His father smoked several cigarettes while Marty dug. He kept walking from the snake pile to the shed and back again, checking the driveway and casting glances all around. He looked through the yard toward Sadie’s house. “She didn’t see you, did she?”

“No, sir,” Marty said. He said it quick, and thought maybe he had answered too fast, because his father squinted at him, and then walked that way.

His father touched the Marsh’s back fence and stood there a minute while Marty dug. Then he came back to Marty and said, “Yeah, I don’t think they could have seen, not from that side of the house. And the shed blocks us here. Dig your ass faster, though, boy. We ain’t got all day.”
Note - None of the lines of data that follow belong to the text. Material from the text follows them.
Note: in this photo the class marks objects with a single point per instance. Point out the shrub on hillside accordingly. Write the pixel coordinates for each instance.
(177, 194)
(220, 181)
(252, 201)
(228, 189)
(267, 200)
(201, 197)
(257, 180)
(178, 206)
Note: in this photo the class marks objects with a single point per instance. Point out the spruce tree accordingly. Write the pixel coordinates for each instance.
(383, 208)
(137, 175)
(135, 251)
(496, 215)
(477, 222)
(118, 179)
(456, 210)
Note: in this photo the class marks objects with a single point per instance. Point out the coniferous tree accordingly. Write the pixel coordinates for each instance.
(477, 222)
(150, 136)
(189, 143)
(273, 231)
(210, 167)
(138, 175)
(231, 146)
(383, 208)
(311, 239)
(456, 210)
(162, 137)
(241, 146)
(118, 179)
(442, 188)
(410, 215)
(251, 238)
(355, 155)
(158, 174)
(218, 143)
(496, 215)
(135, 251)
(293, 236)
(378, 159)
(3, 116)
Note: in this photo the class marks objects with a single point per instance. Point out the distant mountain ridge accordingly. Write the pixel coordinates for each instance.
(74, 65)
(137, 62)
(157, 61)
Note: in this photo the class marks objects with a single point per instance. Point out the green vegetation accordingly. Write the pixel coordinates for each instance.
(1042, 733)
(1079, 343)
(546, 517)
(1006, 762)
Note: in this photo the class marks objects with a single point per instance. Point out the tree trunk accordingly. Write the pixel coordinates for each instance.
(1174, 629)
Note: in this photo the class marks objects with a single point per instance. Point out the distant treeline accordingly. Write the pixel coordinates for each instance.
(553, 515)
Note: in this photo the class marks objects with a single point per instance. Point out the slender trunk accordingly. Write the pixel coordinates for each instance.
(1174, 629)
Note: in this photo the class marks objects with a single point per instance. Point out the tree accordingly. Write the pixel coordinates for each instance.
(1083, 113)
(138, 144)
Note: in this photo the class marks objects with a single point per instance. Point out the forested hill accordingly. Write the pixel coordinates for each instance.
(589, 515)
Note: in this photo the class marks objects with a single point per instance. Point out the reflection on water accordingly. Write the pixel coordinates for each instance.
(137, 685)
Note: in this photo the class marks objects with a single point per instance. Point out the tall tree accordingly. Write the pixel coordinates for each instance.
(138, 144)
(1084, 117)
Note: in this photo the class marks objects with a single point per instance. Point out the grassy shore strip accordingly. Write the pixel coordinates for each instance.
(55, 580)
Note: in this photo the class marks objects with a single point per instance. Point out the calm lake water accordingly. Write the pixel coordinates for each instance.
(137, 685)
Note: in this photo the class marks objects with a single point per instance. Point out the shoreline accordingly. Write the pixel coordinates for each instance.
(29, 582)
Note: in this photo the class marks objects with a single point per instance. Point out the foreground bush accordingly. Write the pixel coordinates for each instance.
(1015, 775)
When the hole was about as deep and wide as Marty was tall, his father balled up the sheriff and rolled him in. “Now cover it up, boy. Use grass and junk to make it look like you never dug here. Find some cow patties, too, put them on top and around it. Then move all these snakes onto it and throw some weeds on that. If they bring out dogs, they’ll think they hit the snakes, not a body. You see how that works?”

“Yes, sir.”

“Now get to it.”

By now it was after lunch, and his father stripped off his shirt and slung it over the back fence. He moved with his spider-webbed back through the pasture and along the fence. He stopped and picked up a busted AA battery, sniffed it, and threw it into the pasture.

Marty covered the sheriff as his father instructed, and then he hosed out the wheelbarrow, wiped down the shovel, and combed through the grass where the sheriff had died. “You got to be thorough,” his father said. “I ain’t going to jail for your ass. They come and find something we missed I’m nailing you to the wall, guaran-teed. You get me?”